'Stamina', il papà della piccola Noemi: 'Intervengano Letta e Napolitano'

Il Tribunale dell'Aquila ha detto no all'istanza per l'applicazione delle cure compassionevoli

a cura della redazione
26/11/2013
Attualità
Condividi su:

"E' vergognoso l'ennesimo no a una bimba di 18 mesi che lotta tra la vita e la morte: chiederemo a Enrico Letta, al ministro Lorenzin e al presidente Giorgio Napolitano che venga autorizzata la prima iniezione d'urgenza per Noemi".

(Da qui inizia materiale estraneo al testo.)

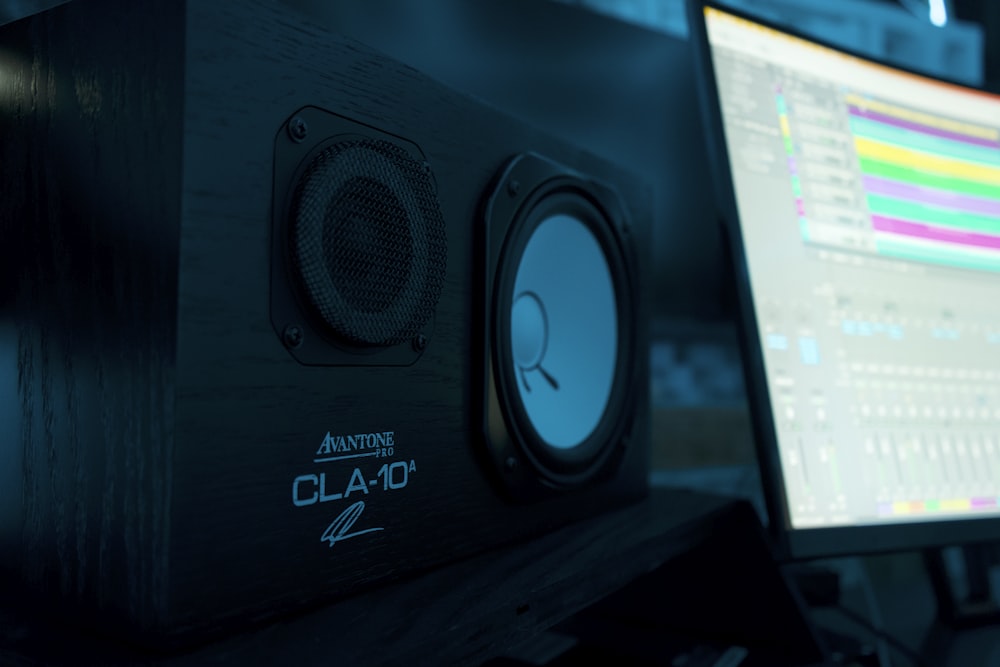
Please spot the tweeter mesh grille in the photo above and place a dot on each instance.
(368, 241)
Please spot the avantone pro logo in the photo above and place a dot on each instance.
(337, 447)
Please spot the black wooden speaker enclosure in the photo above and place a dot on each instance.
(174, 466)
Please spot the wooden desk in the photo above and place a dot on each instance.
(464, 613)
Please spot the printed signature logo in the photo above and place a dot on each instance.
(339, 529)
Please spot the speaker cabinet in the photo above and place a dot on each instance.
(283, 319)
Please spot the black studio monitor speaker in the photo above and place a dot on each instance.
(283, 319)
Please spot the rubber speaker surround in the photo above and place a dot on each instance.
(559, 275)
(367, 241)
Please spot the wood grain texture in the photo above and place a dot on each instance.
(461, 614)
(163, 422)
(90, 181)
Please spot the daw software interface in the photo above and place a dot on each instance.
(869, 203)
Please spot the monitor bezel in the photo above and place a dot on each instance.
(797, 543)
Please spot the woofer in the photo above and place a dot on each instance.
(561, 325)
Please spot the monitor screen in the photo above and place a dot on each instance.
(863, 209)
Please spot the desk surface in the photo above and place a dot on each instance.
(460, 614)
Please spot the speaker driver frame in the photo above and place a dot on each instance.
(529, 190)
(306, 134)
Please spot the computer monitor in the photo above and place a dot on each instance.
(862, 206)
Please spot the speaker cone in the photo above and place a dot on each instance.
(561, 323)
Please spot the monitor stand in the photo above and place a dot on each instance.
(977, 610)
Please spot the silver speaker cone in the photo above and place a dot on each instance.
(564, 331)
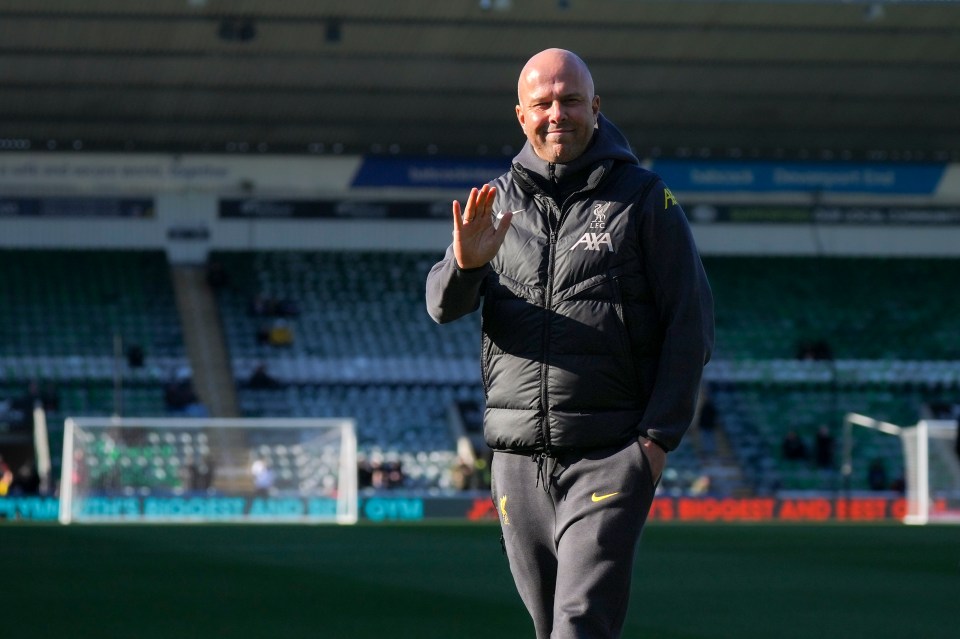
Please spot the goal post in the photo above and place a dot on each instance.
(931, 465)
(933, 472)
(195, 470)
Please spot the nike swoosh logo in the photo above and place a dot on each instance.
(595, 497)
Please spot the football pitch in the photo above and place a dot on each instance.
(452, 581)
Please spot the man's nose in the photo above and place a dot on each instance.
(557, 112)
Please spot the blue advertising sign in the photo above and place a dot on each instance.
(805, 177)
(427, 172)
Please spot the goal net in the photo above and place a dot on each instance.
(209, 470)
(931, 463)
(932, 472)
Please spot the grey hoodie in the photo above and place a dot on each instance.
(597, 314)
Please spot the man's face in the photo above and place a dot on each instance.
(557, 110)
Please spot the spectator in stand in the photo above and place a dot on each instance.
(793, 447)
(708, 426)
(824, 447)
(261, 379)
(877, 475)
(6, 478)
(263, 477)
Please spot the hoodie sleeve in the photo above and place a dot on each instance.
(685, 308)
(453, 292)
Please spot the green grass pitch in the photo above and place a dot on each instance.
(452, 581)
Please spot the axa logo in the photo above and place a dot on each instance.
(593, 242)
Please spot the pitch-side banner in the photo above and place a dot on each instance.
(690, 176)
(387, 508)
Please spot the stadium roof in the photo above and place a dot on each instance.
(865, 80)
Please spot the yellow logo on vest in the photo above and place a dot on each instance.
(595, 497)
(668, 198)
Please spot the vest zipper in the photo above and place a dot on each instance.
(544, 366)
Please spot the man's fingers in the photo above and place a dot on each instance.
(457, 219)
(503, 227)
(471, 210)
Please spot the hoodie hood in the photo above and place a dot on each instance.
(607, 143)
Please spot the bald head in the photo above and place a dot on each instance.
(553, 61)
(557, 108)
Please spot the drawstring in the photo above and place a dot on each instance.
(544, 475)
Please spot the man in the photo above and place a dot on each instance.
(597, 322)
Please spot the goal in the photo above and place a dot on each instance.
(932, 472)
(931, 466)
(173, 470)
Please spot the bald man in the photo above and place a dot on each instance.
(597, 323)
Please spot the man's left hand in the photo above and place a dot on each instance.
(656, 456)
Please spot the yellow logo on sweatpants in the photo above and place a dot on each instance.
(595, 497)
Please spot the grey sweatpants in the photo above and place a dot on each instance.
(571, 548)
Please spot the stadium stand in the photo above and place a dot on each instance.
(800, 342)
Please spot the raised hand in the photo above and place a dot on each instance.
(475, 239)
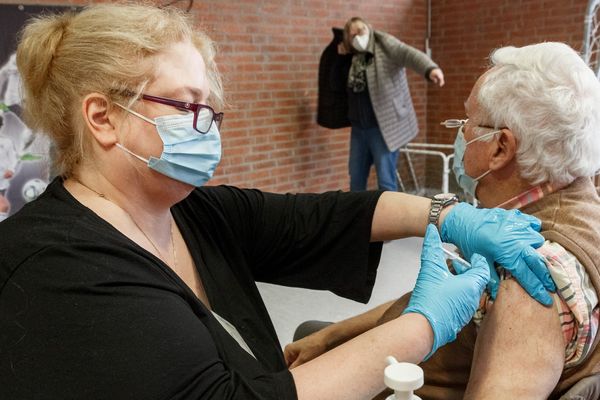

E' quanto dichiara all'Agi Andrea Sciarretta, il papà di Noemi, la bimba di Guardiagrele (Chieti) affetta da atrofia muscolare spinale (Sma) e ricoverata nel reparto di Pediatria dell'ospedale di Chieti, in merito all'istanza d'urgenza respinta dal Tribunale dell'Aquila ieri.

"Chiediamo aiuto a Letta, alla Lorenzin e a Napolitano perché se Noemi si aggraverà ancora sapranno che i responsabili sono loro - ha detto Sciarretta riferendosi al presidente del Consiglio, al ministro della Sanità e al presidente della Repubblica - ci sono altri bimbi malati che fanno le iniezioni con il metodo 'Stamina' e Noemi invece non può farle: questa è una disparità di trattamento che non può esistere in un paese civile. Chiediamo di accedere a delle cure compassionevoli come prescritto dalla legge, null'altro", ha concluso Sciarretta.